The most significant factors affecting the risks of mortality and functional decrease are patient related and include age, gender, co-morbidities and mental status. Several studies demonstrated ethnic disparities in incidence, mortality and functional outcome after hip fractures in the United States. The objective of this study was to assess the relationship between ethnicity and hip fracture incidence and outcomes, including mortality and function and complications in Israel.

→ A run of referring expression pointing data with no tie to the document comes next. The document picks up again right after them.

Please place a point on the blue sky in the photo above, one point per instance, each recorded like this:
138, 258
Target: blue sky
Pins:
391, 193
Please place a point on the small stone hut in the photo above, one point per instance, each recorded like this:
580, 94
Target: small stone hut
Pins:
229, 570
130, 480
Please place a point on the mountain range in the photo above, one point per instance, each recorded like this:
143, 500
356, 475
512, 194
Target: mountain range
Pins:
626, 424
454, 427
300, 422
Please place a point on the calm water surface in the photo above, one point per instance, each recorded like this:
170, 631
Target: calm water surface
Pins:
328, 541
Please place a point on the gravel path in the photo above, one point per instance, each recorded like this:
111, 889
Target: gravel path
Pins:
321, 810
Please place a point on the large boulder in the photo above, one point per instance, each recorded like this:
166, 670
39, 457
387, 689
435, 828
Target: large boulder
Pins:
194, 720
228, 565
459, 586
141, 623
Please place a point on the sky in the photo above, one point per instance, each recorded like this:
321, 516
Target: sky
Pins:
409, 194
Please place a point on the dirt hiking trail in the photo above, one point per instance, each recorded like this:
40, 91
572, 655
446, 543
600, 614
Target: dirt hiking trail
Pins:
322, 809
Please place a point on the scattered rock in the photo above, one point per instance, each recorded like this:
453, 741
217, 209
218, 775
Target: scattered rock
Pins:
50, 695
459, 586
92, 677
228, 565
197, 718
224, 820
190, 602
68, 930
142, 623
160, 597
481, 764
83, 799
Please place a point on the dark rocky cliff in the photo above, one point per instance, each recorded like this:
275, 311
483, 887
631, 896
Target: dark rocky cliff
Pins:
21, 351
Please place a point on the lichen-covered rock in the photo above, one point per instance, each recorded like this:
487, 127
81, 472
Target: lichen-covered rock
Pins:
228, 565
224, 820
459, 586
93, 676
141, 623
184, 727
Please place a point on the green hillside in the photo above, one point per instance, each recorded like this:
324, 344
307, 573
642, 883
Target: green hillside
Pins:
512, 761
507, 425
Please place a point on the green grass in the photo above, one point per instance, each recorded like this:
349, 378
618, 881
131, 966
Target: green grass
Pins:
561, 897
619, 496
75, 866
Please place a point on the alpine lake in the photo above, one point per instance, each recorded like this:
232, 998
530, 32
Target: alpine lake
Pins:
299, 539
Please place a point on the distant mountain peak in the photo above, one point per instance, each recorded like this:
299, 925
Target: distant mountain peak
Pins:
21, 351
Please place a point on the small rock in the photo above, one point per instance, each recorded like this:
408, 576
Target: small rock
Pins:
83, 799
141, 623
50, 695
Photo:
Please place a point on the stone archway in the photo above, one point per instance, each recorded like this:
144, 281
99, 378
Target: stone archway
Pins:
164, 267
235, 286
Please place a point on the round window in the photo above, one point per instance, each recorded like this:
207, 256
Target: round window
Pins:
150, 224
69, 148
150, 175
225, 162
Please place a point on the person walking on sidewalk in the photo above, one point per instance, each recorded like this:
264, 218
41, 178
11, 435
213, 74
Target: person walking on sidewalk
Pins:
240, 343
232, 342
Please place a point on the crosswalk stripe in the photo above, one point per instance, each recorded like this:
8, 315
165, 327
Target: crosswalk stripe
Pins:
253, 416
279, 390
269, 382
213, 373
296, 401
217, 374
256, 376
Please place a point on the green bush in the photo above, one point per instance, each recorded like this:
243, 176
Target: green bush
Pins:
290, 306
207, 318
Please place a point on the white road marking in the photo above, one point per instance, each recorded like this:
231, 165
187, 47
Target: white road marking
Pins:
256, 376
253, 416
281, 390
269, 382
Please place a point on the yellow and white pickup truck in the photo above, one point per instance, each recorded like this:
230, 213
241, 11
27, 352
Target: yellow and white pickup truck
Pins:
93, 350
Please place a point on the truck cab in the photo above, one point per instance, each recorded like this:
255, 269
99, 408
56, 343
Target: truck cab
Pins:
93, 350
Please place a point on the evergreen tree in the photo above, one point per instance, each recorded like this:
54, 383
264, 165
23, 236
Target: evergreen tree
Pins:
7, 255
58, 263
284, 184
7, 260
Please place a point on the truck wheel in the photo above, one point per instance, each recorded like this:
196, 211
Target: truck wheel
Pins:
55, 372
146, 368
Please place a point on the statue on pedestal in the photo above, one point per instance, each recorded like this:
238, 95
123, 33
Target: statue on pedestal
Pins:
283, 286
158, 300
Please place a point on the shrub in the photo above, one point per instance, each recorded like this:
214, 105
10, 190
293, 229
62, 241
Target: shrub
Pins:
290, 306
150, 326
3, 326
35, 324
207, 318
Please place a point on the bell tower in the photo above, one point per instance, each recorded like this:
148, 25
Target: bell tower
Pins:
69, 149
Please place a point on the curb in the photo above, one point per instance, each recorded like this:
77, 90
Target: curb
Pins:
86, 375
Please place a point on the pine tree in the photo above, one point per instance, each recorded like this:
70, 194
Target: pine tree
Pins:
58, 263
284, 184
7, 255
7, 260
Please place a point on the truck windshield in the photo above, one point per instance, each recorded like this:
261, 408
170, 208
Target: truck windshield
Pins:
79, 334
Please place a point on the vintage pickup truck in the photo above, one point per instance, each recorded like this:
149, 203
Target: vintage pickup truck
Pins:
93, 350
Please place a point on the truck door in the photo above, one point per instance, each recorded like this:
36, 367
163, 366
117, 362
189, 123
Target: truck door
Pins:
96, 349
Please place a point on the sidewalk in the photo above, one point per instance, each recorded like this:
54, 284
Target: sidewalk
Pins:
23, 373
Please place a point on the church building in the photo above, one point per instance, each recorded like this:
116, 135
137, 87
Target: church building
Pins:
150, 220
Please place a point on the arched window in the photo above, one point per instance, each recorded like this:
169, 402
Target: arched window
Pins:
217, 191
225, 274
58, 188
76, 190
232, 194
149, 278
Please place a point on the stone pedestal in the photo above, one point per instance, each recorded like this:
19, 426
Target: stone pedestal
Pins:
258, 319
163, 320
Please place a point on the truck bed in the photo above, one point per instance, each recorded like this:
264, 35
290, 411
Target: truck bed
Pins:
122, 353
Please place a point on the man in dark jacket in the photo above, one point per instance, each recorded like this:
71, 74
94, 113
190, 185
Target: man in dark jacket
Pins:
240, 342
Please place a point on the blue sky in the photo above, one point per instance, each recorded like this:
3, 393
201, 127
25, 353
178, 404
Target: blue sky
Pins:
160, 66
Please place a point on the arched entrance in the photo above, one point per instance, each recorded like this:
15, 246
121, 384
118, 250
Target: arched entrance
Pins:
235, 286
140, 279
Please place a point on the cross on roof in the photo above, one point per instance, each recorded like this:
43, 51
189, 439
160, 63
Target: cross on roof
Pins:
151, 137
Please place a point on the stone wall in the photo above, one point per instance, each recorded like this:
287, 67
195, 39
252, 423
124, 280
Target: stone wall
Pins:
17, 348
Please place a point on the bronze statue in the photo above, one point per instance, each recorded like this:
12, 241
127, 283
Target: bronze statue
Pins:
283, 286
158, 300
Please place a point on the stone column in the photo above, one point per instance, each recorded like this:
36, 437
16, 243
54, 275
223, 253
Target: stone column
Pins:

We reviewed our prospectively collected, institutional hip fracture registry for all patients admitted between January 2014 and December 2015. Patients with incomplete data, younger than 60 years of age, pathologic and periprosthetic fractures were excluded. 693 patients were included in the study. Ethnicity was determined based on country of birth and for Israeli born on nationality (Jewish or Arab). Complications, mortality and mobility status at one year follow-up were recorded. 27130 patients admitted to the internal medicine and surgical wards served as a control group for ethnic distribution.
Immigrants from Europe and America had a significantly higher incidence of hip fractures than the other groups. Fracture type had significant differences between groups with more than 70% extracapsular fractures in Arabs and immigrants from eastern countries, and only 60% extracapsular fractures in immigrants from the west and the former Soviet union. Mortality, complication rate and outdoor ambulation at 1 year were similar in all ethnic groups.
Not much is known about the influence of ethnicity on the incidence and outcome of hip fractures outside the US. Our study demonstrated a few differences in the incidence and characteristics of fractures between groups, but no difference in outcome. These findings were different than the mostly North American literature available.